Housing shortage risks breaking the American dream


As interest rates rise to combat stubbornly high inflation, increasing mortgage costs are making housing in the US — as across the Atlantic in the UK — even less affordable. In America, today’s 7 per cent rate for a 30-year mortgage, coupled with a median home price of $390,000, yields a monthly mortgage repayment of $2,600; a whopping 53 per cent increase since last December, when both rates and prices were less. The affordability of housing, a function of home prices and personal incomes as well as interest rates, is becoming a political hot-button issue ahead of the midterm elections.
While wages have been increasing as the pandemic has eased, they have failed to offset rising energy, housing and food costs. Although expectations of house price falls are growing, as rates rise, affordability is still expected to be a long-term challenge, especially for first-time buyers and the young.

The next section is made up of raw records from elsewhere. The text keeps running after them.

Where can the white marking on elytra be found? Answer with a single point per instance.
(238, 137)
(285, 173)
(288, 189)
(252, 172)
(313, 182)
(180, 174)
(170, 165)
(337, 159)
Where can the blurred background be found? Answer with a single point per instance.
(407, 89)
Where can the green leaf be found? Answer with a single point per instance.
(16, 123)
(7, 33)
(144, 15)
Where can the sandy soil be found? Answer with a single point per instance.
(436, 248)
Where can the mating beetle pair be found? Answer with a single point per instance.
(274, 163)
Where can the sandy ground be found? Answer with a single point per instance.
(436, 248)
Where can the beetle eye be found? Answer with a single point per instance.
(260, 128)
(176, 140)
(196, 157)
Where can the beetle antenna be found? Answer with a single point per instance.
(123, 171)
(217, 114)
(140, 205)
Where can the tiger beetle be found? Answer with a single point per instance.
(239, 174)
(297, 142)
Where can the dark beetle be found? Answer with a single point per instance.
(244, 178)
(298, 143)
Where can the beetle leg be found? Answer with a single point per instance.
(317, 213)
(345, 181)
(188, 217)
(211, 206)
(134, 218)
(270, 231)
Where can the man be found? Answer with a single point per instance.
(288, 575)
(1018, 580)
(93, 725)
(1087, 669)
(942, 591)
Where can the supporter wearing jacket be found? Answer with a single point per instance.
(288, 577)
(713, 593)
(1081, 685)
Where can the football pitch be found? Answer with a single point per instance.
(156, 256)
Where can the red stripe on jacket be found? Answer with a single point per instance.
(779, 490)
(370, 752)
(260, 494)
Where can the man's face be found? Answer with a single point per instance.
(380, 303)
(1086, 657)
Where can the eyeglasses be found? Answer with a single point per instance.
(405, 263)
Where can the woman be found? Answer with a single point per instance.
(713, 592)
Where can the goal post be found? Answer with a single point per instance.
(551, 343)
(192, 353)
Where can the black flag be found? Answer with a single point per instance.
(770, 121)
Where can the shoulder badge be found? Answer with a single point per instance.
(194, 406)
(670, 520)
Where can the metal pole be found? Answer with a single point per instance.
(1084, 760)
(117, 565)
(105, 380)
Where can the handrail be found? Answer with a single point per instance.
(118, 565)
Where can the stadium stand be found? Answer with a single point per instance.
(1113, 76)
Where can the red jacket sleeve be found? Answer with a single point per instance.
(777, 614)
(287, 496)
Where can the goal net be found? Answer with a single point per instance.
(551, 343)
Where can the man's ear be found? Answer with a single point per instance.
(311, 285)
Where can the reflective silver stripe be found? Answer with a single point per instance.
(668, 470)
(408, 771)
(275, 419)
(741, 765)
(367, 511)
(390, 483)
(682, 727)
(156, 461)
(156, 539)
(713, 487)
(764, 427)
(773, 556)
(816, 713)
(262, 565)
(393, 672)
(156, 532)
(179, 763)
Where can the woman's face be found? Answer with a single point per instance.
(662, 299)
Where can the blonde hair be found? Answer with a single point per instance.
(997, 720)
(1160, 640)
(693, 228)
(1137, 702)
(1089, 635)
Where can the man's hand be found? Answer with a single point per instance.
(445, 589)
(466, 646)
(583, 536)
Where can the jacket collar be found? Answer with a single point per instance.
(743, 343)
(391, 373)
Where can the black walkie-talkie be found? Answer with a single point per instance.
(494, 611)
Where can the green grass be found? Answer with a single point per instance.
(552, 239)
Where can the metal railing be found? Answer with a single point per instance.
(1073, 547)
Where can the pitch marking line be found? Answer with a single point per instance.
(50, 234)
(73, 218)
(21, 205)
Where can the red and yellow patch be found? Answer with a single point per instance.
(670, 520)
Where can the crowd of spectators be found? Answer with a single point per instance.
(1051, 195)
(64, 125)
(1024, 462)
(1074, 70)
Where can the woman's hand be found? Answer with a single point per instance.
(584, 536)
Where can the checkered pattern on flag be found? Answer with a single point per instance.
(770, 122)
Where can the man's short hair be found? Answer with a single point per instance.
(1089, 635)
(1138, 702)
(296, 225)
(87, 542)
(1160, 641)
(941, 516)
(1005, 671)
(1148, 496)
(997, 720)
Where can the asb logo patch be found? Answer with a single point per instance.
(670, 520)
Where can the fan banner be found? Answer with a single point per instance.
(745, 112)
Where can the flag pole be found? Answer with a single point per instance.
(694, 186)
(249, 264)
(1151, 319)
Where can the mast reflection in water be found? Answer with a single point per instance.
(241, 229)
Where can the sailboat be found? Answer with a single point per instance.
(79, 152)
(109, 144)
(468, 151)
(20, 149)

Some factors behind soaring property values are common across the US and other advanced economies. Declining interest rates helped to fuel demand and prices, but in many places so did constrained land supply, zoning issues, and over-regulated markets. The result is that even before the runaway inflation of the past year, average home prices in 10 countries representing 60 per cent of global gross domestic product had tripled in the past two decades, according to McKinsey Global Institute figures.